On Model Edit by Changing Weights Directly
I’m a strongly against the idea to edit model weights directly. Editing a neuron (or a layer) changes not only this fact, but potentially all the facts, and it inadvertently hurts the model representation. The only promising way to change is to only change a single neuron that’s controlling this specific fact, but research has shown that transformer models try to compress representations, so it’s not possible for find orthogonal subspaces of facts for neurons.
The Three Circles
Prof. Chengxiang Zhai proposed the three circles when we do research: the Passion circle, the Benefit circle and the Resource circle. These circles construe what ideas we choose, how valuable the idea is, and whether we can achieve them. Having good circles reduces peer pressure significantly, and when looking back, the person usually have already achieved a lot and will not feel like a loser.
The passion circle means the intrinsic passion of a person doing research, and will determine the ending place of a person at academy. Everyone doing research should keep asking himself: do I really love doing this research? Why did I start this research? Can I really take it as my job? These are super important questions as they directly contributes to passion, and passion leads to consistency and focus. With passion, peer pressure will easily be waived as the researcher begins to focus on the research per se, instead of focusing on how many papers he has published. People who reach this level usually do very well in any field.
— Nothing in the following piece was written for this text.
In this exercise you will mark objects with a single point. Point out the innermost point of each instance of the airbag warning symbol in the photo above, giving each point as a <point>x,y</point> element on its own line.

The benefit circle means the value of the research. A good research usually tackles a very important problem in society and construes of no less than 3 papers published at top-tier conferences. Having multiple papers on one topic is usually an excellent signal because the project is proved to be recognized and has great potential, which is usually beneficial to the society or academy.
The resource circle limits what a researcher is good at. As an undergraduate student, it’s usually okay to explore around and see where his strength is. However, graduate researchers are required to find his own strengths and weaknesses in order to propose a suitable project. An eligible researcher should always utilize his strength for research while still learn to make up his weakness. If someone is not good at abstract thinking, asking him to do pure math research kills him; if someone loves abstract deduction, doing practical projects makes him sleepy. If you don’t have lots of GPUs, avoid doing experiments with LM pretraining and LLM fine-tuning - this is not gonna work if you don’t have enough computational resources, so choose ideas wisely. This is not even about going out of your comfort zone, it’s how physics works. Concurrently, making up the shortness is important because although he can avoid creating knowledge related to his weaknesses, he can’t avoid reading them. When encountering a paper that is hard to understand, try not to skip it and make up the weakness using that paper.